An honest report would have landed them all in jail.


Dearest wife, I'm so happy to be your husband,” Fritz continued.

If you feel this much love, it's easy to be in prison, even for a long time, with joy. I feel sorry for all the people who are free, but don't have a wife like you.

I live on the thoughts of you and our future, and I'm incredibly happy dreaming about it. I'm also happy about the loved ones of both our families, who I know care for me. I'm deeply grateful to everybody, and for the love you give me, my beloved Duckling.

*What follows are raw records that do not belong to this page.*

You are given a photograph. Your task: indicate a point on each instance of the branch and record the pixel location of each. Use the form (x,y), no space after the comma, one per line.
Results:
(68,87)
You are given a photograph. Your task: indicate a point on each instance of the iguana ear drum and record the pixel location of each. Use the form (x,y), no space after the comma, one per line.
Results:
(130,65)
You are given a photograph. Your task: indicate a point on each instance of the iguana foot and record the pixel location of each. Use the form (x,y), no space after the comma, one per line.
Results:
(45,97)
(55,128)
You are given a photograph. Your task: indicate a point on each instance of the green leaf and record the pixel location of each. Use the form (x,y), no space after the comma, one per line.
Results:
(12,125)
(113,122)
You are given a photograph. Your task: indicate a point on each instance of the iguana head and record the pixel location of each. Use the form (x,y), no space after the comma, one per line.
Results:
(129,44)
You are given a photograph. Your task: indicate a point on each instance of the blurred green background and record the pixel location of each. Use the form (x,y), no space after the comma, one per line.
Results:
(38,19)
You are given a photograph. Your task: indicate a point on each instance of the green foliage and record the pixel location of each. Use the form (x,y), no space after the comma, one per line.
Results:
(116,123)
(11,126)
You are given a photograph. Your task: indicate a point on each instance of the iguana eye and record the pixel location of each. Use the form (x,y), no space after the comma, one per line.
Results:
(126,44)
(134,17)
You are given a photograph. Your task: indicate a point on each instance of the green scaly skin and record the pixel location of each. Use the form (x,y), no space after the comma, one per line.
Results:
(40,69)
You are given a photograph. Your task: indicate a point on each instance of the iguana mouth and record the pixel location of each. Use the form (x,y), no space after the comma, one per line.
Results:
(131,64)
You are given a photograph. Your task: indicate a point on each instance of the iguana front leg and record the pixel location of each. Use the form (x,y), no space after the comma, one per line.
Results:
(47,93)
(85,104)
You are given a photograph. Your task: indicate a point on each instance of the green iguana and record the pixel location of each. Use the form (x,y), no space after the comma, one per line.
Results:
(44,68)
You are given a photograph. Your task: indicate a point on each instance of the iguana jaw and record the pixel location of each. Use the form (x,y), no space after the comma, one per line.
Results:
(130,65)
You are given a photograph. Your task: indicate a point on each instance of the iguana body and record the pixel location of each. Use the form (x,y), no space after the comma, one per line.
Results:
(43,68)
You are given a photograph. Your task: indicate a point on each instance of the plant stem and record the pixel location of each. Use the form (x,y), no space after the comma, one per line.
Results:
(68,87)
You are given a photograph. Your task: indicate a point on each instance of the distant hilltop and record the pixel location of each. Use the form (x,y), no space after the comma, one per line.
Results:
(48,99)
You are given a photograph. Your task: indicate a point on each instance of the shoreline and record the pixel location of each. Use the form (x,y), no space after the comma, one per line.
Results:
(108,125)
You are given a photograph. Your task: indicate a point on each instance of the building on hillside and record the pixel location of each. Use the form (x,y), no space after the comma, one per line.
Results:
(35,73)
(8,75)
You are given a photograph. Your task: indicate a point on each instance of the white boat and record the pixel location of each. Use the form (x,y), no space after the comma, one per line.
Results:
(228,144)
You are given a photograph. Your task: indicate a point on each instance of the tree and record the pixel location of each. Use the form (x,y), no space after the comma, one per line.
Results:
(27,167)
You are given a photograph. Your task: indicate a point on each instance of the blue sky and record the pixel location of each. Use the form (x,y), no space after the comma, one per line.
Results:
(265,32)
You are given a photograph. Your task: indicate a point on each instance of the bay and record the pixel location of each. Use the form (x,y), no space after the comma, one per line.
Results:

Please keep sending me all your love. Please be healthy. Treat yourself well. And be deeply joyful and merry. I am too. I cuddle up to you and kiss your beloved mouth deep and long.

Your husband, Z207

He was now a number.

Then, suddenly, silence. The letters stopped. Maria went to the Landes-gericht Wien prison and Fritz wasn't there. The guard shrugged. A train had left for Dachau. Maybe Fritz was on it. Dachau! Maria hastily scrawled a panicked note to the Dachau command. “
Desperately begging for information about the well-being of Friedrich Altmann, admitted May 24. Wife and family entirely without notice.”

Work Makes Freedom

Fritz was resting in his prison cell on an unbearably hot night in late May when SS officers strode in and ordered him and two hundred other men to get in line. “They're taking us to Dachau,” some of the men whispered.

Dachau.

The SS recruits who pushed them onto the train with their rifle butts were boys. They looked sixteen or seventeen. Their soft faces contorted with hate as they yelled: “Get down!” The teenagers pushed a slow old man onto the floor and kicked him until he curled up in pain. They ordered the men to sit motionless and stare at the light in the ceiling. As the train bumped along into the countryside, older men strained to hold their necks rigid.

As the hours went by, the guards forced elderly passengers to stand. Many were not physically capable of it. A former managing director of the Austrian railways stumbled, and they beat the old man over the head with their rifle butts until blood streamed down his face. He cringed on the floor, clutching his broken spectacles, his eyes bright with bewildered tears.